The Vanishing Pretense
I drove today past what was once the Trump International Hotel, and I felt a flicker of nostalgia for the quiet days of the first Trump term.
How quaint our outrage seems now.
We were scandalized that a sitting president operated a luxury hotel a short stroll from the White House; that courtiers could purchase favor by purchasing suites; that the republic had been reduced to an emporium of ballrooms and bluster. And of course there were the hats, those dreadful hats, and the merchandised sloganeering unbecoming of any president with so much as a passing acquaintance with dignity.

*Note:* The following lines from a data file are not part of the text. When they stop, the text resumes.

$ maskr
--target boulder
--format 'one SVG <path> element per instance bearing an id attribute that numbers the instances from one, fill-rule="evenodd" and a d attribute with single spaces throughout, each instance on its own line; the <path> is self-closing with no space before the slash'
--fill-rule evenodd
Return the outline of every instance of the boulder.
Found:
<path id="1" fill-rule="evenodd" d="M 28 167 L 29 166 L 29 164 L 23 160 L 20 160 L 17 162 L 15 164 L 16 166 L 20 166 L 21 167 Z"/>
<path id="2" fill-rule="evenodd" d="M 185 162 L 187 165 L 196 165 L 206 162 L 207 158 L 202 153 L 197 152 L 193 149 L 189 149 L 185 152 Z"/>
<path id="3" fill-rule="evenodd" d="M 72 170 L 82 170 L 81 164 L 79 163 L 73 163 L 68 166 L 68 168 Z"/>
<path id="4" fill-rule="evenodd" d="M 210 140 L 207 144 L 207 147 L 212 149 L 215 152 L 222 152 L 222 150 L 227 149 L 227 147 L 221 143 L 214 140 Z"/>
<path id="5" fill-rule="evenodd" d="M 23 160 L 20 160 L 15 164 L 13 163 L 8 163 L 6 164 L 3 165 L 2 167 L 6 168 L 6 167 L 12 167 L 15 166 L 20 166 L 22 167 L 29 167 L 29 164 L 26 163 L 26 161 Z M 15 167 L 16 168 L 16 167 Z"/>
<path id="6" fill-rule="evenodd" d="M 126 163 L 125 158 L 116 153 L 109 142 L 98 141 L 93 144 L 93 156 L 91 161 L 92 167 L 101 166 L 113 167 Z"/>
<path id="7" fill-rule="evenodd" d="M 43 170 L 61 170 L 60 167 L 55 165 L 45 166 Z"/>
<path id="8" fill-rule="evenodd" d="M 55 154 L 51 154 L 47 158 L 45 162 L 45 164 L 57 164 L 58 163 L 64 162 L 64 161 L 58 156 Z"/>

Yet, in retrospect, at least he was trying to run a business. Pathetic, yes—but a recognizable corruption, almost traditional in its seediness.
Trump II dispenses even with the pretense.
Foreign leaders now remark that meetings with Trump’s envoys turn immediately—not eventually—to discussions of business arrangements, licensing opportunities, construction projects, and assorted gewgaws meant to flatter the presidential vanity. National interests scarcely make the agenda.
And the trophies accumulate. The man returns from abroad with airplanes, prizes, and every bauble short of a duchy. Instead of a hotel, we now hear whispers of the Kennedy Center adopting the Trump brand, and of some nouveau Arch de Trump rising impertinently near the Lincoln Memorial. One almost expects Mount Rushmore to sprout a mezzanine.
And a Trump Hotel beats a White House ballroom.
Perhaps the pretense of governing made all the difference the first time.
Perhaps the presence of a few truth-tellers—lonely but audible—kept the more baroque impulses in check. Perhaps the sense of political immortality now afflicting the Oval Office has dissolved whatever thin inhibitions once existed. Or perhaps this is simply what a lame-duck autocrat looks like when he abandons the choreography.
Whatever the cause, Trump I and Trump II are creatures of different species.
And the country, finally, appears to know it. Independents have fled; Democrats were never fooled; and even a sliver of Republicans seem to recognize that the man is no longer pretending to take his duties seriously—if he ever did.
If there is a hope tucked inside this dark carnival, it is that the disillusionment is spreading fast enough that 2026 may yet bring a repudiation so sweeping that it restores Congress, and the constitutional balance itself, to hands that remember what public service is.